ECLI:NL:RBROT:2018:5444
Rechtbank Rotterdam
- Eerste aanleg - meervoudig
- Rechtspraak.nl
Vrijspraak in zaak van zware mishandeling met zwaar lichamelijk letsel
In de zaak voor de Rechtbank Rotterdam, met parketnummer 10/682334-16, is op 9 mei 2018 uitspraak gedaan in een strafzaak tegen de verdachte, die beschuldigd werd van zware mishandeling. De rechtbank heeft op basis van het onderzoek op de terechtzitting van 26 april 2018 en de tenlastelegging, die als bijlage aan het vonnis is gehecht, geoordeeld dat het ten laste gelegde niet wettig en overtuigend is bewezen. De officier van justitie, mr. M. van den Berg, had vrijspraak gevorderd, en de rechtbank heeft deze eis gevolgd. De verdachte is vrijgesproken van de beschuldigingen, die betrekking hadden op het toebrengen van zwaar lichamelijk letsel aan een slachtoffer op 27 mei 2016 in Leerdam.
De rechtbank heeft ook de vordering van de benadeelde partij, die een schadevergoeding van € 1.226,68 aan materiële schade en € 10.000,00 aan immateriële schade vorderde, niet-ontvankelijk verklaard.
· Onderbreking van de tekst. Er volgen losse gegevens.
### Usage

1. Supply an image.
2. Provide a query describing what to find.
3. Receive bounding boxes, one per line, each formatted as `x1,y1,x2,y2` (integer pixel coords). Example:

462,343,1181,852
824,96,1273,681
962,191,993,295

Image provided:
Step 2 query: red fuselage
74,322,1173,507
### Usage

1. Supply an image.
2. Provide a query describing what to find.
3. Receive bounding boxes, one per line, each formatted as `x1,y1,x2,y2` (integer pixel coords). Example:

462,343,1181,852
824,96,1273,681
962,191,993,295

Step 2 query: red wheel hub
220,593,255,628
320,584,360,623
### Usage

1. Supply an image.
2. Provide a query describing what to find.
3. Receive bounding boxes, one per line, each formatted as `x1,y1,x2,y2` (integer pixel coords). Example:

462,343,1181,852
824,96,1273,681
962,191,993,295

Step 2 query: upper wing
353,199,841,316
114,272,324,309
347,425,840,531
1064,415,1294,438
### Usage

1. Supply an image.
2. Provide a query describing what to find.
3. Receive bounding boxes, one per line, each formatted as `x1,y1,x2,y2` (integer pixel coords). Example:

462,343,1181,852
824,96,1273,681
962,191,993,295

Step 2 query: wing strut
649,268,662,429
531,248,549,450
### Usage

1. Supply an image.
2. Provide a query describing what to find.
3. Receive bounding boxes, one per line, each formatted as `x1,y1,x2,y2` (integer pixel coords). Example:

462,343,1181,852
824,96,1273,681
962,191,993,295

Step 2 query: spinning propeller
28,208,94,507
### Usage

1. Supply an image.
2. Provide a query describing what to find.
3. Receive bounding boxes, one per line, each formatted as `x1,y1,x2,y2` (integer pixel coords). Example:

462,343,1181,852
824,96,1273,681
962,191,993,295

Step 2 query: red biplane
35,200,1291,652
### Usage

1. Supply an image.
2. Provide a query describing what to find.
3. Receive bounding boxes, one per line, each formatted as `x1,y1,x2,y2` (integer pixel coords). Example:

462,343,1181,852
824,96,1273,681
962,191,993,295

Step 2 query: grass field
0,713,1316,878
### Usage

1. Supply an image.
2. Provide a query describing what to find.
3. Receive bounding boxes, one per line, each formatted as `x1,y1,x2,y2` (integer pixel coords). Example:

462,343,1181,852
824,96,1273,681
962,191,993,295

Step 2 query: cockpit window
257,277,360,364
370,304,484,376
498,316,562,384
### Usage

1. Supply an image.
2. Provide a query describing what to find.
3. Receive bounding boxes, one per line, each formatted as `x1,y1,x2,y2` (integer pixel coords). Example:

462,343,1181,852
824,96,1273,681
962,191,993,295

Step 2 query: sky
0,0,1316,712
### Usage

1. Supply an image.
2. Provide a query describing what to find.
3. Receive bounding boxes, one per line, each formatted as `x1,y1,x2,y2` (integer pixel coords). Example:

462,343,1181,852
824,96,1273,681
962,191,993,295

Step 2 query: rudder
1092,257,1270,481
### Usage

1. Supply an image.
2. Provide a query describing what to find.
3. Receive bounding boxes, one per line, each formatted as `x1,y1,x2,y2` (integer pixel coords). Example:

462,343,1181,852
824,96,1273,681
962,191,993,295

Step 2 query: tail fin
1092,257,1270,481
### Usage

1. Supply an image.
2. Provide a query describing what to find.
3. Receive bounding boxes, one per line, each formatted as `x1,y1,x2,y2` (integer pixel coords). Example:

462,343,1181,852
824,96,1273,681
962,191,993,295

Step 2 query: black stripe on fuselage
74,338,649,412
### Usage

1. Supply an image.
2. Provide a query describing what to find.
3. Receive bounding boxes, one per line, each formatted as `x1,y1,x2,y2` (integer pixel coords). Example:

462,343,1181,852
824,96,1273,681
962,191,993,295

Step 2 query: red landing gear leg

Dit gebeurde omdat er aan de verdachte geen straf of maatregel werd opgelegd. De kosten die de benadeelde partij heeft gemaakt ter verweer tegen de vordering zijn begroot op nihil. De rechtbank heeft in deze procedure geen inhoudelijke beslissing genomen over de gevorderde schadevergoeding.
Het vonnis is uitgesproken door de meervoudige kamer voor strafzaken van de rechtbank Rotterdam, waarbij de voorzitter en de rechters unaniem tot de conclusie zijn gekomen dat de verdachte niet schuldig is aan de tenlastegelegde feiten.